Cambodge : du fratricide à l'oubli forcé
Dévasté par la guerre et le régime sanguinaire de Pol Pot, le Cambodge est hors de la carte touristique du monde depuis plus de vingt ans.
Après le cessez-le-feu et la relative stabilisation de la situation politique, le pays s'est progressivement ouvert aux étrangers. Il exposait aux visiteurs l'état dans lequel il se trouvait : une destruction presque totale de son maigre réseau de transport et de la plupart de ses importantes infrastructures.
Une population opprimée par la violence des Khmer rouge et la corruption généralisée d'un gouvernement vendu à toutes sortes d'intérêts.
Un territoire plein de mines non explosées qui empêchent les paysans de retourner cultiver les champs et, encore aujourd'hui, il tue plusieurs personnes par jour.
En 2003, la situation au Cambodge était encore très fragile.
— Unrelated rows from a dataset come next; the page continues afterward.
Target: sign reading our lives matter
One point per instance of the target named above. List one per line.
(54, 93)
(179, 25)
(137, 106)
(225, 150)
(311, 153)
Un moine bouddhiste a pris sa retraite dans un coin du temple d'Angkor Wat.
Politiquement, le pays reste déchiré par les conflits passés : les dirigeants sont perçus comme ayant été pro ou anti-vietnamiens ; anciens partisans de la barbarie perpétrée par les Khmers rouges ou opposants.
Cette dernière opposition est une véritable plaie ouverte dans la société cambodgienne. Après les élections de 1998, une partie importante de la guérilla khmère a quitté la jungle.
Il s'est rendu aux forces gouvernementales de la coalition nouvellement créée qui unissait les deux plus grandes forces politiques du pays, le CPP et le FUNCINPEC.
Le 25 décembre de la même année, le chef de la coalition, Hun Sen, a reçu une demande d'autorisation des principaux dirigeants. khmer rouge de se rendre au gouvernement.
Hun Sen avait toujours été partisan d'un procès des responsables du génocide généralisé dans lequel il avait plongé le pays.
Cependant, inexplicablement, les dirigeants khmer Les rouges ont eu droit à un accueil VIP à leur arrivée dans la capitale. Hun Sen est venu défendre le besoin impérieux de réconciliation nationale et a évité de punir ses anciens ennemis, comme la population cambodgienne s'y attendait.
Ce retournement est encore aujourd'hui une cause latente d'instabilité. Alors que les membres de la guérilla khmère rouge rentraient chez eux, nombre d'entre eux sont venus vivre aux côtés de personnes qu'ils avaient torturées ou mutilées, ou qu'ils avaient assassinées dans le cadre de leur famille.
La crainte qu'un procès équitable des hauts gradés khmer Les drapeaux rouges pourraient effrayer les ex-guérilleros restants dans la jungle et raviver le conflit a été un puissant moyen de dissuasion.
Pourtant, habitués à souffrir et à se taire, les Cambodgiens s'accrochent à la seule option qui leur est offerte : oublier ce qui a été laissé derrière eux.